April 22 2021 | Pittsburgh Post Gazette
In an attempt to put its smoky steel mill image behind it, U.S. Steel announced plans Wednesday to achieve net-zero carbon emissions by 2050.
That goal can be reached, the Pittsburgh-based metals company said, by leveraging its electric arc furnaces with technologies such as direct reduced iron, carbon-free energy sources and carbon capture, sequestration and utilization.
“Climate change is a global crisis that requires a global response,” U.S. Steel President and CEO David Burritt said in a news release. “With our 120-year history of innovating to solve any challenge, U.S. Steel intends to be part of the climate solution.”
A growing number of companies have been looking to reduce carbon emissions and to increase transparency around the issue, and President Joe Biden’s stepped up focus on climate change has also drawn attention to setting carbon emissions goals.

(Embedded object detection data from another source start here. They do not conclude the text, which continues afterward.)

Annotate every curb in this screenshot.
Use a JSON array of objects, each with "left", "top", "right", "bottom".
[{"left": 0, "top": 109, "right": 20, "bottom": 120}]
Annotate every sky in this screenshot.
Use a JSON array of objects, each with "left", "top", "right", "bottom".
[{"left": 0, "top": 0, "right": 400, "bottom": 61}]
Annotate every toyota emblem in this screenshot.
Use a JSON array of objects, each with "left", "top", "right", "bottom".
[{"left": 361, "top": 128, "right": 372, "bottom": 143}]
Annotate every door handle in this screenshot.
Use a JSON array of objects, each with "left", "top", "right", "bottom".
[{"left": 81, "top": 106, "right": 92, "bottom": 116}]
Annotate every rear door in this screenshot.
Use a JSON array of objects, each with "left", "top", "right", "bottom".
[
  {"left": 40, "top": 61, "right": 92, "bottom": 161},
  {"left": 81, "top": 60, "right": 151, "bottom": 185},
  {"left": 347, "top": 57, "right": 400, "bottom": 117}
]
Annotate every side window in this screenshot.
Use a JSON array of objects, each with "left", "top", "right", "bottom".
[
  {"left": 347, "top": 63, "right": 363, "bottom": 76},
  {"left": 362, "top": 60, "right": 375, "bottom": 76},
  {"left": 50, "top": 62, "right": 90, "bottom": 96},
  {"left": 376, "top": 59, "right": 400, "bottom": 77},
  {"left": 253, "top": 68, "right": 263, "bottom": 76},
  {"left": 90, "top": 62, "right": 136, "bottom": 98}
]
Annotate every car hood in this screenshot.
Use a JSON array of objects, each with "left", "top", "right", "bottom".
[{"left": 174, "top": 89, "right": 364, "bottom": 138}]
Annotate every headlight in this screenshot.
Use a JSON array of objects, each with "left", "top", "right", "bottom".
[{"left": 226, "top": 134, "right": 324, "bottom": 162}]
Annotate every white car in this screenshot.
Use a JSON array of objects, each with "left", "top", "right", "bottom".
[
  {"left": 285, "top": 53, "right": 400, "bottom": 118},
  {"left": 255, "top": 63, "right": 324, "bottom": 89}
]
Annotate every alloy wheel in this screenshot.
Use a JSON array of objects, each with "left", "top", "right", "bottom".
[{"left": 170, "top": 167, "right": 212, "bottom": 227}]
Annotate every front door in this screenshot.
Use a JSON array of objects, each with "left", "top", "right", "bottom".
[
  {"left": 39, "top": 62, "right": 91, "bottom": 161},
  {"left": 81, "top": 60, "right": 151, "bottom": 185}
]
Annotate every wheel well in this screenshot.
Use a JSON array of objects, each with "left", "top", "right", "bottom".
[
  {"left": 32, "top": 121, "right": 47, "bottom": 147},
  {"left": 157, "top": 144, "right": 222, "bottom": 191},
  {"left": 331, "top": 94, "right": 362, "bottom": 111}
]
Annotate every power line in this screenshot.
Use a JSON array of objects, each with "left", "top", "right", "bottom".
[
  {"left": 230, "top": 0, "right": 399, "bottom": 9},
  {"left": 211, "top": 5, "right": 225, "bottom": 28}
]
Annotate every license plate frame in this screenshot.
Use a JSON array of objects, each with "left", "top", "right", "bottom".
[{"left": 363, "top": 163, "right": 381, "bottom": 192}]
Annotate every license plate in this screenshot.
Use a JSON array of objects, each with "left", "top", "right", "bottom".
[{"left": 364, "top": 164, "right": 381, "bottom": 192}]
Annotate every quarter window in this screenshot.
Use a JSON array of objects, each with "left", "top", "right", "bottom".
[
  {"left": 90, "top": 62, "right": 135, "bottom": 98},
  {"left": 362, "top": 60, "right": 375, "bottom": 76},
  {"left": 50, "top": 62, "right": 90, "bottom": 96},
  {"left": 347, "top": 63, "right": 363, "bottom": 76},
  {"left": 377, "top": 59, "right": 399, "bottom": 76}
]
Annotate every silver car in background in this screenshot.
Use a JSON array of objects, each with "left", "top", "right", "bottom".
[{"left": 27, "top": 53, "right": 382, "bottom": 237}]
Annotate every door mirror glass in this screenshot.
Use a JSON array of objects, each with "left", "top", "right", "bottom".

In the Pittsburgh region, the announcement by U.S. Steel was greeted with some skepticism by environmental group Breathe Pittsburgh, which noted that the electric arc furnaces cited by the company as critical to achieving net-zero emissions are located in Arkansas.
The company has been involved in ongoing discussions with health officials and community groups over the impact of its operations in the Mon Valley on air quality in the region.
“The clearest message from this announcement is how little the Mon Valley features in this vision of innovation,” Breathe Project said in a news release, calling the plan “brand sanitizing.” The group also criticized the company for not taking community concerns in the Mon Valley into account.
The net-zero goal builds on the company’s existing pledge to reduce greenhouse gas emissions by 20% by 2030, U.S. Steel said. Reaching that goal is also dependent on the development of additional innovative breakthroughs through public-private collaboration across industries, the company said.
“We believe that we have a path forward that allows us to profitably produce sustainable steels well into the future,” Mr. Burritt said, “and we know that when businesses, governments and people work together to improve our shared destiny, transformative innovations can follow.”